Cirielli: “Aggressioni di Prato dimostra come sottosegretario Morrone sia solo avvocato cause perse di Bonafede. Leggi vanno cambiate”

“Nel carcere di Prato un detenuto aggredisce 4 agenti, ferendone uno in modo grave. Purtroppo non possiamo che riconfermare il nostro giudizio negativo sull’immobilismo del ministro Alfonso Bonafede”: lo afferma in una nota Edmondo Cirielli, Questore della Camera dei Deputati e responsabile Giustizia di Fdi.

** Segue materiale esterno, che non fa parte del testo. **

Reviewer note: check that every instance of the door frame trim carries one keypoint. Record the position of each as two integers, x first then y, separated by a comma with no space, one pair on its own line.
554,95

“Oggi il ministro di Grazia e giustizia , incapace di invertire rotta garantendo maggiore sicurezza negli istituti penitenziari, ci fa rimpiangere l’ex ministro Andrea Orlando. Al sottosegretario alla Giustizia, Jacopo Morrone, che mi accusa di polemiche strumentali, accuse puntualmente smentite da episodi come quelli di oggi, suggeriamo di trovare il tempo per fare, oltre all’avvocato delle cause perse del Guardiasigilli, e qualche partita di calcetto, interventi seri per riportare il rispetto della legge nelle carceri” – spiega Cirielli

“Se Bonafede non assume la responsabilità di cambiare norme ridicole dell’organizzazione e della sicurezza carceraria volute dal Pd e il ministro dell’Interno Matteo Salvini non richiede l’aumento delle pene per la violenza a pubblico ufficiale. Morrone sarà costretto a utilizzare il suo tempo solo per visitare carceri e fare comunicati stampa e abdicando al ruolo il sottosegretario” puntualizza il Questore Cirielli

“Le critiche di strumentalità all’opposizione che commenta fatti gravissimi e quotidiani che succedono nelle carceri dimostrano non soltanto una scarsa cultura democratica di chi non accetta il controllo democratico ma sopratutto pressappochismo e mancanza totale di idee su come affrontare i disastri ereditati da 7 anni di politiche del Pd”- conclude il deputato di Fdi.